Once the dams are removed, the canal will be watered through the use of a screw pump. The pump will allow the control of water from the river into the canal and will account for natural sources, like tributaries and storms.

Work to completely remove the dam and provide water to the Ohio & Erie Canal will continue throughout the summer.

The project is in partnership with the Friends of the Crooked River, the Ohio Environmental Protection Agency, the Ohio Department of Natural Resources and the Northeast Ohio Regional Sewer District. The project contractor is Kokosing Industrial.

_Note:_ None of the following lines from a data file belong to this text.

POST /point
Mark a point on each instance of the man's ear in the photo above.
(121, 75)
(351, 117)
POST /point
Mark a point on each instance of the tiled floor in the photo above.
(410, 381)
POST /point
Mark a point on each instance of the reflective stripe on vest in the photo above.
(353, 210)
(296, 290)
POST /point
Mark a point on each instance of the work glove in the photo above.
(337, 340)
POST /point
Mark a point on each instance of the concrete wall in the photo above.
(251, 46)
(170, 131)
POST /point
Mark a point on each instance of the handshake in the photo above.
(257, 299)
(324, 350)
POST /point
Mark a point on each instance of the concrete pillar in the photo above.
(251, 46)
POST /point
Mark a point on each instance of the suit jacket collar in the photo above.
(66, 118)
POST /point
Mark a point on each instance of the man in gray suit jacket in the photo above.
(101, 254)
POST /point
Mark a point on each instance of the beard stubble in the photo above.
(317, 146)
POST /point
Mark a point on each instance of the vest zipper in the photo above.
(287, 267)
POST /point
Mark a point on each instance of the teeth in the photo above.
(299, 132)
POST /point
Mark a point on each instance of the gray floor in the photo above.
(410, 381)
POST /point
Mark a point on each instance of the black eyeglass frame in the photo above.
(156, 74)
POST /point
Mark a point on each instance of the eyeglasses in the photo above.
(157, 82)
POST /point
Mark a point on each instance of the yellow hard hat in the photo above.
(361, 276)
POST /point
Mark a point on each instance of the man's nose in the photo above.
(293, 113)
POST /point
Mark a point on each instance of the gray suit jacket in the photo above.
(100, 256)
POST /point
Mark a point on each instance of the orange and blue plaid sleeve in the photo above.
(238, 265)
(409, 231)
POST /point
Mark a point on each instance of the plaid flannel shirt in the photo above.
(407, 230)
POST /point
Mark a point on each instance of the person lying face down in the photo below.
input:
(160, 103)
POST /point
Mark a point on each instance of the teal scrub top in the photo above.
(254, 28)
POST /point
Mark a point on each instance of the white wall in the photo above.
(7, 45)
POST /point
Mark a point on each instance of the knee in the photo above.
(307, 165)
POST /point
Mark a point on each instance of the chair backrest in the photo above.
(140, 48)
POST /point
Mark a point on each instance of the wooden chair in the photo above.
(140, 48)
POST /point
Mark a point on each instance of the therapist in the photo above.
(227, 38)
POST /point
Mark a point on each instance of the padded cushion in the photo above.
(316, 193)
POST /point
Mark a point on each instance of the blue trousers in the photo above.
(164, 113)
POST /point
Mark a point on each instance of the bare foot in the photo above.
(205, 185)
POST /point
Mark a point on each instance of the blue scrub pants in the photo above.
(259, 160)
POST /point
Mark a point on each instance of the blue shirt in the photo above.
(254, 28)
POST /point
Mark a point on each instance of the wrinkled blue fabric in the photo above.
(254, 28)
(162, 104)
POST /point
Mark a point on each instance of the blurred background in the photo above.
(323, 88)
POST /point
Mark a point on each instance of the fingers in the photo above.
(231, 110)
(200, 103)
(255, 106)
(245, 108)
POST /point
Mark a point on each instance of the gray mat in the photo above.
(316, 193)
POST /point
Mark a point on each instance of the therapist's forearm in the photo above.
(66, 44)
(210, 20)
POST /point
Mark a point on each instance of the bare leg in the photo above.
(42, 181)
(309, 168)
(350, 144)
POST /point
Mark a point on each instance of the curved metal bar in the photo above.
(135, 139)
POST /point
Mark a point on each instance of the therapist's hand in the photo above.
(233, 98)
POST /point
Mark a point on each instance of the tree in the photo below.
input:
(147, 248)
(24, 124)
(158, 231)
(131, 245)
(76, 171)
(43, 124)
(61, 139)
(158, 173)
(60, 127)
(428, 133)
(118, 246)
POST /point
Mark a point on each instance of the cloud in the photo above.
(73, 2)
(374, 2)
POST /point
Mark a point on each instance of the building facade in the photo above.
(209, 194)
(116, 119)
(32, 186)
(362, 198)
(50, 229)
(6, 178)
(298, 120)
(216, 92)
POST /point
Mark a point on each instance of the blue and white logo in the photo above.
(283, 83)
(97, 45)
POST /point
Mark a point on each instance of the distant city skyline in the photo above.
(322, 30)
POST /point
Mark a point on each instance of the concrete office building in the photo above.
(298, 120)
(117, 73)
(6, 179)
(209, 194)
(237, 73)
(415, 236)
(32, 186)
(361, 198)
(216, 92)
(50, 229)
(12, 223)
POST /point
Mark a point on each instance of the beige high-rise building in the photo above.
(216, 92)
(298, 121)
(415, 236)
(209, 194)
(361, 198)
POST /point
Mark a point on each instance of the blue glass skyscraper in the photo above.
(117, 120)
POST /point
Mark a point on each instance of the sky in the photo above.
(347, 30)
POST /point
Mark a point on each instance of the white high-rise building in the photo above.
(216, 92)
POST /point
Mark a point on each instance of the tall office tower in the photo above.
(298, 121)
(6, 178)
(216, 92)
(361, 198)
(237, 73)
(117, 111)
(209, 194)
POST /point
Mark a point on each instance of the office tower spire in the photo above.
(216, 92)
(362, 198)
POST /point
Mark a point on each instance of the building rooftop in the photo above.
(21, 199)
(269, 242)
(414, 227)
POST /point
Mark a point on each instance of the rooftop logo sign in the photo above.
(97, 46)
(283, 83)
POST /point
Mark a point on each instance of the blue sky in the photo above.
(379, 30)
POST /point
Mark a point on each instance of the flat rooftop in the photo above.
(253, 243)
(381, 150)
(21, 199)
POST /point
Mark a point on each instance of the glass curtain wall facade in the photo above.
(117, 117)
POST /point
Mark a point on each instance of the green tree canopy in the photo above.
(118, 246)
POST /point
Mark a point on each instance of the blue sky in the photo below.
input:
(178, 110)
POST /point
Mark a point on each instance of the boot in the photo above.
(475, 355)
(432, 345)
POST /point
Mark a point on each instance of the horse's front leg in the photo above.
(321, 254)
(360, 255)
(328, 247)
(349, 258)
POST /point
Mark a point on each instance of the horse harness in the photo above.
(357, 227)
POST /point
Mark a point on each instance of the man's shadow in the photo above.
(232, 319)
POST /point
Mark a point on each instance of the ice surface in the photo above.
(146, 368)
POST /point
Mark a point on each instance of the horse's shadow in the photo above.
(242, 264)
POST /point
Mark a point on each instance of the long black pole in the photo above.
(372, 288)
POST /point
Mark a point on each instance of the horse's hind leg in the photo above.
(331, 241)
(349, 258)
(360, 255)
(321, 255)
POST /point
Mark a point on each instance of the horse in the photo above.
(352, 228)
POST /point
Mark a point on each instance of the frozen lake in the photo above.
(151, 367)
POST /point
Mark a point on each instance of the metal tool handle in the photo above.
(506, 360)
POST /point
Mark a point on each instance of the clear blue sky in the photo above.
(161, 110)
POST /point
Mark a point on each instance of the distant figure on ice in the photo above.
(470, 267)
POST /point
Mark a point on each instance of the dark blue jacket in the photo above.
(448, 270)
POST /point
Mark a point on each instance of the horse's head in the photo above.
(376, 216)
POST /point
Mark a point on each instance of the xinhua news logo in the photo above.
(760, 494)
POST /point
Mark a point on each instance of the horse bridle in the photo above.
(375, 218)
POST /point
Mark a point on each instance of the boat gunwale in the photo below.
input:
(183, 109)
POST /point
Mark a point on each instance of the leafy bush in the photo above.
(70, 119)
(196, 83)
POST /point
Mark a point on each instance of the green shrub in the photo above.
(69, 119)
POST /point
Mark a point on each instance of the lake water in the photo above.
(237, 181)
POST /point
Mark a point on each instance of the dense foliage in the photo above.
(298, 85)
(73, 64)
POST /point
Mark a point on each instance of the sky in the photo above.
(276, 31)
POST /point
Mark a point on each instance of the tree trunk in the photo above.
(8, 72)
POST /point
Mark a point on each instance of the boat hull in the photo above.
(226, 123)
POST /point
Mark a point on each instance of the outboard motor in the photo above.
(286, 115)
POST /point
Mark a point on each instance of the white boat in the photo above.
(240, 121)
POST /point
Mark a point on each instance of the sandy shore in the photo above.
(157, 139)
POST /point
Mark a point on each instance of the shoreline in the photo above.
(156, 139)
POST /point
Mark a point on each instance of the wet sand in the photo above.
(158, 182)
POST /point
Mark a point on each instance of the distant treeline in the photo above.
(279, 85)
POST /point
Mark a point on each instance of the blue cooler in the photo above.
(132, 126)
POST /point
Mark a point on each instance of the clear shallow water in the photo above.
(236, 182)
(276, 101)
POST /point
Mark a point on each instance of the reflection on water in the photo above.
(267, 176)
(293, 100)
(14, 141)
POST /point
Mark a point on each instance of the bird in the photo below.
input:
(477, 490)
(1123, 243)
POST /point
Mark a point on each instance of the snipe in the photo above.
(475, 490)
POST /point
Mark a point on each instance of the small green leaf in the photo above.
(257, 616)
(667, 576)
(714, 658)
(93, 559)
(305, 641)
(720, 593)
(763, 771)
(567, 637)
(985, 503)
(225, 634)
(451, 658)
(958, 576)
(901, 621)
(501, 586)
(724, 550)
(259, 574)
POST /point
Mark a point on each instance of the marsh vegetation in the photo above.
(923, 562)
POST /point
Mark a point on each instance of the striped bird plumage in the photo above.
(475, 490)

Friends of the Crooked River is the fiscal agent on the $1.3 million project. Funding includes an $800,000 U.S. EPA grant and a $900,000 contribution from the city of Akron, which is paying for part of the project in place of paying additional civil penalties associated with a 2009 consent decree.

Marsh said some of the funding was previously used for studies on the dam’s removal.

The Brecksville Dam is the latest in a series of dams to be removed from the river in an effort to improve water quality by letting the 100-mile river flow naturally. Dams in Kent, Munroe Falls and two in Cuyahoga Falls have already come down in recent years.

After the Brecksville Dam is gone, the Gorge Dam is the last dam scheduled to be removed on the Cuyahoga. The dam at Lake Rockwell, which provides drinking water for the city of Akron, will remain.

Located in Gorge Metro Park, the 420-foot-wide, 60-foot-tall Gorge Dam was built between Akron and Cuyahoga Falls in 1911 for hydroelectric power and later provided cooling water for a coal-fired power plant.

The Gorge Dam is no longer functional and is slated for removal in the early 2020s. The four-phase project, which is expected to reveal the buried waterfall for which Cuyahoga Falls is named, comes with a $70 million price tag.

A meeting on the current status of the Gorge Dam removal was scheduled for March but was canceled because of the coronavirus pandemic and has not yet been rescheduled.